Zum Schulstreik hat die halbe Belegschaft der Jungle World aufgerufen, die Gründe sind vergessen.

Es geht noch revolutionärer: Ein Redakteur hat sich street credibility erarbeitet, indem er die Kommandoerklärung der RAF zum Attentat auf Generalbundesanwalt Siegfried Buback vom Stapel einer Konzertauslage mitgehen ließ, um sie mitsamt dekorativem Stern aus seiner Tasche blitzen zu lassen. Auch ein von ihm am 1. Mai 1983 mit verteiltes Flugblatt »Um 5 Uhr werden die Wachen gestürmt« führte zu Misstrauen unter Sozis und Peaceniks. Es ging aber nicht um eine Ankündigung autonomer Umtriebe, sondern um die Erinnerung an den Hamburger Aufstand 1923.

Eine Redakteurin musste als jahrelange Parteisoldatin beim Freien Sender Kombinat die Programmzeitschrift Transmitter unter die Leute bringen, hat sich aber lieber mit den Genossen vor der uncoolen Pflicht gedrückt und stattdessen in den Hamburger Randbezirken Bürgerversammlungen zur Verhinderung von Flüchtlingsunterkünften mit ihren Flugblättern gestört. Zum Schulstreik hat die halbe Belegschaft der Jungle World aufgerufen, die Gründe sind vergessen.

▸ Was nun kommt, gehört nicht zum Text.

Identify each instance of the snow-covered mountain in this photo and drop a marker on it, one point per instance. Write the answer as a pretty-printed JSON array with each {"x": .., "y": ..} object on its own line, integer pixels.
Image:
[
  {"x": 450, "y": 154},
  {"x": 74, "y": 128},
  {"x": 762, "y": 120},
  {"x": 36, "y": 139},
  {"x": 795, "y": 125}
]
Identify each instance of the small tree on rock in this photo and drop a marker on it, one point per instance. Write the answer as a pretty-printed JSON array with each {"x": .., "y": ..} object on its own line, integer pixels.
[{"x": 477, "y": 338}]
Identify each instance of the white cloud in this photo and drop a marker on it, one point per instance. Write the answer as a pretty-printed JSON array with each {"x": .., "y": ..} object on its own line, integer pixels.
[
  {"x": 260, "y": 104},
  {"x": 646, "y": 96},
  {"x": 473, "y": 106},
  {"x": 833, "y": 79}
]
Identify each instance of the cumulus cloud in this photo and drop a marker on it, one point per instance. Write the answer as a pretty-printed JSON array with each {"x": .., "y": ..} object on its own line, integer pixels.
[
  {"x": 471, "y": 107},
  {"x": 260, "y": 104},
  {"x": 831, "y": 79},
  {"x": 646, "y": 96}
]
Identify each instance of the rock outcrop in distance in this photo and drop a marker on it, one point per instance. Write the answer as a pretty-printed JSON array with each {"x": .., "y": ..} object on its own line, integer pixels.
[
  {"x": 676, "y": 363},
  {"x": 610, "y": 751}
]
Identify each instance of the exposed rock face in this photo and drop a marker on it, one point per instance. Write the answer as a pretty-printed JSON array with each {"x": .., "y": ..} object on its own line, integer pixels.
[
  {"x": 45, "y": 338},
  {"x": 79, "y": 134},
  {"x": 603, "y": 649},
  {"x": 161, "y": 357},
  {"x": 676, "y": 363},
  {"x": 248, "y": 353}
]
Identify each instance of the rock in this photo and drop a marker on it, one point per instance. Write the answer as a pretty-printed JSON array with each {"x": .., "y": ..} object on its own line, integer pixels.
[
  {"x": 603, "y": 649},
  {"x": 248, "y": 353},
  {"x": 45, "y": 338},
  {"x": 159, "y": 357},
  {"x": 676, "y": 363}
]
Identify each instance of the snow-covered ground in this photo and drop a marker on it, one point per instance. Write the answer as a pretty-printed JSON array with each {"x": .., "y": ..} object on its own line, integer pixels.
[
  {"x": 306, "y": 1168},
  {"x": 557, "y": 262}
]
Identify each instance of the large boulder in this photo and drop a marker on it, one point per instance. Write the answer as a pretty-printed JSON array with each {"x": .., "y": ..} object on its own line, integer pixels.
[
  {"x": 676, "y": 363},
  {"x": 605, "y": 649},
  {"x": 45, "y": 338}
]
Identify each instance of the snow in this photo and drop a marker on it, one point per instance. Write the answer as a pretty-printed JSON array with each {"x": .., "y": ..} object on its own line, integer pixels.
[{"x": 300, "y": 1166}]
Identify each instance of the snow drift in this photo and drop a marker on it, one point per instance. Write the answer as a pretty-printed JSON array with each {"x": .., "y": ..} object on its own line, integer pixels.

Ein Redakteur wurde allerdings früh vom Flugblattverfassen abgeschreckt von dem einen anonymen Irren, der alle paar Monate fotokopierte Zettel in die Briefkästen der Dorfbewohner geworfen hat, um über BRD-Marionetten aufzuklären. Dank X, früher Twitter, brauchen anonyme Irre sich die Mühe mit dem Copyshop ja nicht mehr machen.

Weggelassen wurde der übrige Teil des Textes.